2005年10月19日(水) 縁日の金魚鉢12

12.
                         
 田代光一殺人事件の容疑者として早坂龍一が捜査線上に浮かびあがりながら決め手がないままに時間が徒過していった。
 捜査陣に焦燥の色が濃くなり始めた頃、事件解決の手掛かりとなるような事件が発生した。
 大阪で追突事故を装った自動車乗り逃げ事件の現行犯で犯人が捕まったのである。阪南銀行のお客が現金を引き出して自動車に乗り、交差点で信号待ちをしている時、後続の車に追突された。追突された車のお客が降りて後部の損傷箇所を調べているうち、犯人に車を乗り逃げされた。この時、たまたまこれを目撃した後続の個人タクシーの運転手が追跡し、車内無線で配車本部へ通報したため、高速道路の入り口で待機していたパトロールカーに捕まったのである。横浜で起きた同種の事件と手口が類似していることから横浜中署に照会があった。
 横浜中署で天川、佐藤に犯人の顔写真を見せたところ、横浜で発生した事件の犯人と同一人であることが確認された。大阪で捕まった犯人は余罪を追求され、簡単に自供した。犯人は早坂の車を盗んだ時、300万円の現金も盗んだと供述した。
 早坂龍一は横浜中署に任意出頭を求められ、大阪で捕まった犯人の顔写真を見せられ、確認を求められたが、早坂が車を盗まれたときの犯人とは似ていないと証言した。
 しかし、犯人が早坂の車を盗んだ時300万円の現金も車の中にあり、松山という名宛人の計算書が一緒に入っていたと自供しているということを聞かされ、早坂も観念したのか、事件当日京浜銀行で300万円の無記名式定期預金を松山の印で満期解約し、これを盗まれたことを渋々認めた。
 田代光一殺人事件捜査本部では、五菱銀行新宿支店の山本太郎名義の普通預金口座を媒体として、早坂龍一と田代光一の間に金銭の授受があったと断定し、早坂を厳しく追求した。最初は坂元高志、富士川健一、仲河 勉などという名前を使って山本太郎宛に銀行振込をした覚えはないと主張していた早坂も左手で坂元という字を書いてくれと捜査員から求められたとき、がっくりと肩の力を落とした。早坂が左手で書いた坂元高志という署名は、筆跡鑑定したところ、銀行振込依頼書に残されていた筆跡と同一人のものであるという判定であった。更に山本太郎名義で作られていたキャッシュカードの暗証に使われていた四桁の数字は早坂龍一の生年月日と同じであった。早坂は渋々坂元高志、富士川健一、仲河 勉の名義を使って山本太郎宛に銀行振込したことを認めた。
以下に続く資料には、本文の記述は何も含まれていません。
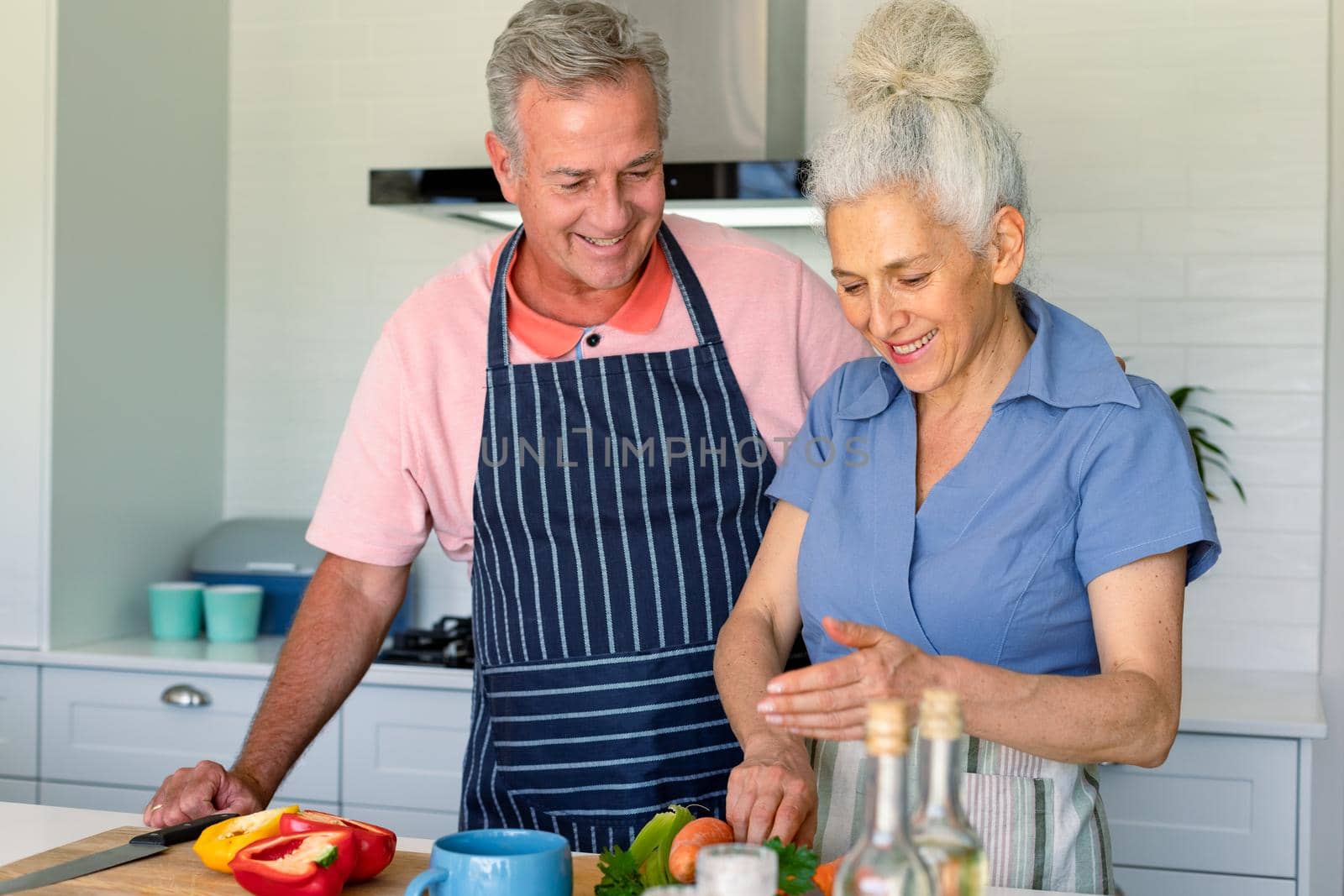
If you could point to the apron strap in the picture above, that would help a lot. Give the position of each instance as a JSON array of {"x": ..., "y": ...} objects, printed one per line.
[
  {"x": 496, "y": 340},
  {"x": 692, "y": 296}
]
「刑事さん、私も男ですから妻に内緒の浮気の一つや二つはあります。あいにくそのことを田代に嗅ぎつかれて、妻に知らせるぞと脅かされたので小遣いを与えたのですよ。人を殺すなんて大それたことは神に誓ってしておりません。田代光一の死んだ時間には私は名古屋に居たんですよ。名古屋にいる人間がどうして、東京で殺人事件を起こすことができるんですか。これだけは信じてください」
 早坂は取り調べに当たった田所刑事にアリバイを主張した。捜査本部では早坂を重要人物と睨みながら、早坂の主張するアリバイが崩せなかった。裏付け捜査によって早坂の主張通り、12月7日午後4時東京発の新幹線ひかり号で早坂は名古屋へ赴き、名古屋駅前の料亭『しゃちほこ』で得意先を接待していた事実は確認された。
 師走の寒い時期に発生した田代光一殺人事件は早坂龍一に容疑がかけられながらアリバイが崩せず、未解決のままいつしか夏祭りの時期を迎えた。
 久し振りに定時に退勤した田所刑事は近くのアパートに住む青山刑事と家庭サービスのつもりで、子供達を連れて浅草のほうづき市へ出掛けた。子供達は、一年に数えるほどしかない父親との外出に、喜んではしゃぎ廻っている。
「お父さん、金魚掬いしてもいい」
「ああ、いいとも」
 田所刑事は青山刑事と顔を見合せながら微笑んだ。人垣の後ろから覗き込むと子供達は一所懸命に金魚を追っ掛けている。
「お客さん、細かいのはないでしょうか。お釣りがないんですよ」
「困ったわ。これしかないのよ」
 浴衣姿の若い女性が一万円札を出して、金魚屋の親父とやりとりしているのが目に入った。どこかで見た顔だなと田所刑事が考えていると、熱心に金魚を追っていた田所の子供が急に立ち上がった。立ち上がったひょうしに頭が浴衣姿の若い女性の伸ばした右腕にぶっつかった。
「あらっ」
 見ると一万円札が手から離れて、折からの風にあおられてひらひら舞いながら、傍らの金魚鉢の中へ舞い落ちた。人混みを掻き分けながらその女性は金魚鉢へ近づいて一万円札をつまみあげた。              
 その時、異変が起きた。                      
 同時に田所刑事はその女性が早坂工業の総務課の木山みどりであることを思い出した。今まで金魚鉢の中で元気に泳いでいた金魚が二尾、白い腹をみせて浮き上がってきたのである。
「おかしいなぁ。さっきまで元気だったのに」             
 金魚屋の親父は首をかしげながら怪訝な顔をしている。
「お嬢さん、その一万円札を両替してあげましょう」
 田所刑事は五千円札一枚と千円札五枚を取り出して木山みどりに渡した。
「あらっ、刑事さん。今晩は。どうもありがとう」
 木山みどりは千円札を一枚金魚屋の親父に渡すとビニール袋に入れて貰った金魚を受け取り、連れの若い男を促してそそくさと帰っていった。
 田所刑事が青山刑事に耳打ちすると青山刑事はうなづいて、木山みどりと連れの若い男の後ろ姿を見え隠れに追いかけて行った。
「つまらないな。もう帰るの」                    
 子供達の抗議をよそに、田所刑事は金魚屋の親父から先程一万円札の舞い降りた金魚鉢をそっくりそのまま譲り受けると帰路を急いだ。寸暇を家庭サービスに割いている父親の顔から刑事の顔に変わっていた。青山刑事のアパートへ子供を届けてから田所刑事は自宅で青山刑事から電話のはいるのを待っていた。